По вашему слову память: да будут их грады построены. Роман Дальний
вы тоже наверняка встречали: взглянешь на такую девчулю бывает – вроде простушка простушкой, только про сеновал и корову с отвалившимися рогами не рассказывает, но почему-то приходится прилагать почти физические усилия, чтобы не отдать ей ключи от квартиры. А теперь представьте, что такой девчуле ещё и роковой красотой в лицо щедро плеснули. Представили? Вот. Результат получился поистине ошеломительный: будто на одном полотне смешали самое лучшее из пасторали и самое лучшее (в хорошем смысле) из Гигера.

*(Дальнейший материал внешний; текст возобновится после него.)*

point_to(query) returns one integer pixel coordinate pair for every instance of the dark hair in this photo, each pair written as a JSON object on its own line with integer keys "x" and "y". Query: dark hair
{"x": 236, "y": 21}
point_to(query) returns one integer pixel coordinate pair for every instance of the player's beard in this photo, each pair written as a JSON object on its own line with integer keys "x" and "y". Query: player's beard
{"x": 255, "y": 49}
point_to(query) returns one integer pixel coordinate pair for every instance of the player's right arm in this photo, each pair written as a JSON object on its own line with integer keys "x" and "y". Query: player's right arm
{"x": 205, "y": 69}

– Папаша, дырку проковыряете… – Отпустила шуточку Лилит, не отвлекаясь от чтения. Шуточка хотя и многогранная, но каждая из граней – так себе. И она сие понимала прекрасно: цель заключалась не в том, чтобы поразить меня глубинами остроумия, а кольнуть. И, находясь на одной волне, я никак не мог скрыть истинной реакции. Лилит усмехнулась.
Вообще, в геноме каждого биолема красной нитью проходит безусловная лояльность. Но ни один дурак ещё ни разу не захотел себе послушную куклу. Не, отказать биолем не мог, но мог обставить дело так, что мало не покажется. Остальное решала заложенная ширина «коридора» дозволенного. У Лилит само его существование вызывало вопросы: она не то, что на грани фола иногда ходила, иногда она отчебучивала такое, что у какого другого биолема сошло бы за неприкрытый бунт и гарантийный случай. Каковых, слава богу, ещё ни разу не происходило.
Я не стал отвечать. И даже в лице не изменился. Не потому, что чертовка не попала, а потому, что она о том и так прекрасно знала, и мимическая реакция становилась избыточной. Но через некоторое время меня посетил образ: Леля вытирает мне слёзы, ласково мурлыкая себе под нос. Тут я не сдержался и усмехнулся уже сам. А Лиля закончила чтение, вышла из системы и, посмотрев на меня в упор, отчеканила:
– Не прокатит.
– Что именно? – Спросил я, давно уже смирившись с тем, что обе сестры предпочитают вербальную коммуникацию передаче ёмких мысленных пакетов. Не из вредности, а по исконной женской природе.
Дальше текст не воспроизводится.